Che dire? Ne abbiamo sentite di tutti i colori, dagli insegnanti che si lamentano perché non hanno un pc (e, per onestà intellettuale, bisogna dire che i governi, tra le tante brutture degli ultimi anni, hanno comunque garantito ai docenti di ruolo un bonus annuo di 500 euro per l’acquisto anche di questo tipo di prodotti), alla connessione ballerina, agli studenti che non partecipano e via dicendo. Ma si sa, è una situazione emergenziale e ognuno fa quello che può. Ha ragione la Lucia (Azzolina) a dire che gli insegnanti stanno dando il meglio di sé in questo frangente tenendo lezioni online anche se hanno figli piccoli ed urlanti attaccati alle ginocchia e  il cane che abbaia inviperito o la tavoletta grafica che fa i capricci e chi più ne ha, più ne metta. Ma la DAD non è, né sarà mai la presenza, la possibilità di vedere negli occhi l’interesse o meno dei ragazzi. Ed io, docente, non posso, non riesco, a far sentire, la passione, la commozione che mi prende recitando “E il naufragar m’è dolce in questo mare”. Non davanti ad uno schermo, no, il Giovane Favoloso merita di meglio. E questo lo sa, la Lucia. Ma è vero, siamo in emergenza, roba da Spagnola del 1918, cara Lucia. E tu ti sei ritrovata, da ministro, sulla testa una tegola inimmaginabile per cui emani decreti indecifrabili in cui dici tutto ed il contrario di tutto. Ma una cosa ti deve essere chiara in questa fumosa urgenza: che non ci saranno mai tutti nella tua iperelogiata DAD. Questo è il vero dramma, il vulnus, il lutto della didattica a distanza.

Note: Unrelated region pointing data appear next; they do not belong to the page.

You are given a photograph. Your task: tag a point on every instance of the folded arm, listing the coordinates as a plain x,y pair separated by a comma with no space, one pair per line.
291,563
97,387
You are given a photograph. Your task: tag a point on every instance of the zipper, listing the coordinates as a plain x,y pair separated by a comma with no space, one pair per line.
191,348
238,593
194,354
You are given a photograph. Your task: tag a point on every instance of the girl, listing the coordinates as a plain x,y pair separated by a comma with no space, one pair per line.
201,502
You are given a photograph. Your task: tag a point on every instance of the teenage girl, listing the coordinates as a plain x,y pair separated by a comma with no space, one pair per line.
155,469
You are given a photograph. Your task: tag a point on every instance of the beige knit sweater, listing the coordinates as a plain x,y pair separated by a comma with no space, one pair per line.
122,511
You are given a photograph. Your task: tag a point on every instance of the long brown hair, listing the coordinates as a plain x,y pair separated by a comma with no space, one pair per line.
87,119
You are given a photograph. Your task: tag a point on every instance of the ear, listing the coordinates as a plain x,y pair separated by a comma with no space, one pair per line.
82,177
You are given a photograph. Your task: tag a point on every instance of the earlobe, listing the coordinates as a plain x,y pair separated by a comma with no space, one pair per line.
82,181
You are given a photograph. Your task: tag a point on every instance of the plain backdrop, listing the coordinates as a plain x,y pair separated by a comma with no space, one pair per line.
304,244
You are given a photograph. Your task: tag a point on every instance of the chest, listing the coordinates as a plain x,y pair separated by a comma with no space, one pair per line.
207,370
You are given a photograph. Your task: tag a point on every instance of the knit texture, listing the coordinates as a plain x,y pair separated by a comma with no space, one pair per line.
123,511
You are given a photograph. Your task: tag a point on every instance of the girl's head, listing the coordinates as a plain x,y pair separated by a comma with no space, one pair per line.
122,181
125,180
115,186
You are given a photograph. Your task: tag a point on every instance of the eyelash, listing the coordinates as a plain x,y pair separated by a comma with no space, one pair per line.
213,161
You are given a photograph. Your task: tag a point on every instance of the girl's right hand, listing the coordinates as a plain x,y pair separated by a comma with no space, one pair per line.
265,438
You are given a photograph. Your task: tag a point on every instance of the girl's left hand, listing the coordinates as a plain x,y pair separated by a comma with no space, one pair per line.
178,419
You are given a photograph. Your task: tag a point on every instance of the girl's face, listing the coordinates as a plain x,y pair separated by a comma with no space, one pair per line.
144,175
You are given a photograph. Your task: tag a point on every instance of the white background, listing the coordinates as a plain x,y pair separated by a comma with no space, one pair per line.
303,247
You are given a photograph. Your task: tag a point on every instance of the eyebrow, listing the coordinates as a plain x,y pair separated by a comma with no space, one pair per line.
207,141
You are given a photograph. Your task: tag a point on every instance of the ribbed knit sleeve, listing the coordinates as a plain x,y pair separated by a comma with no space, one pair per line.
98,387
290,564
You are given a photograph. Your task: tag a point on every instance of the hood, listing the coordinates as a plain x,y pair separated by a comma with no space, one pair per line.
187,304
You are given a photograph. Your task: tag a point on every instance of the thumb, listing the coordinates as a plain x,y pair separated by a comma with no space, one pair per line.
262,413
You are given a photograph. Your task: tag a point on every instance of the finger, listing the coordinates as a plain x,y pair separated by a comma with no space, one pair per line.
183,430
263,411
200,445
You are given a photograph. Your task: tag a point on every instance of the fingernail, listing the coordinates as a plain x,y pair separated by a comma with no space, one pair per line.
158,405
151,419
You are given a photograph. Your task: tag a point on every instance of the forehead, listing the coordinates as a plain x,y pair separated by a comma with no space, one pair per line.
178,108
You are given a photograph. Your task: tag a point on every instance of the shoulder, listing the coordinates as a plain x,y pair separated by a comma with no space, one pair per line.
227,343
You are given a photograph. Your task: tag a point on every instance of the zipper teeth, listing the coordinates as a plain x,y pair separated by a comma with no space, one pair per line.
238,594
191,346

Non ci sarà il figlio della famiglia disfunzionale che, tra un padre alcolista e una madre depressa, non troverà la forza, chiuso nel proprio inferno personale, di connettersi con una realtà in cui nessuno gli può dare un buffetto sulla guancia, in classe, per dirgli in silenzio “Qui sei al sicuro”.

Non ci sarà il figlio dell’operaio a 1200 euro al mese che non possiede un cellulare ultimo modello con funzioni che gli consentano di fare video lezioni, presentazioni ed invio compiti.

Non ci sarà il figlio affetto da handicap grave, che non sente e/o non parla e la cui interazione con il docente, a scuola, è basata tutta sulla presenza, sugli stimoli  tattili e visivi, sulle sensazioni e sulla lettura dei dettagli, dei cambi di espressione.

Non ci sarà il figlio degli immigrati recenti che ancora fatica ad esprimersi in una lingua non sua, una lingua che imparerà certo grazie all’alfabetizzazione, ma soprattutto grazie all’interscambio con i compagni.

Insomma, cara Lucia, nonostante i tuoi sforzi e le tue dichiarazioni, non ci saranno gli ultimi, quelli che della scuola invece hanno più bisogno. E forse, cara Lucia, tu lo sai in cuor tuo, ma non lo puoi dire, anzi: centri il focus sui programmi (concetto peraltro molto opinabile dopo le Indicazioni Nazionali del 2012) perché non sai come si possano davvero raggiungere gli ultimi, quegli ultimi che restano sempre gli ultimi e che non saranno i primi. Mai.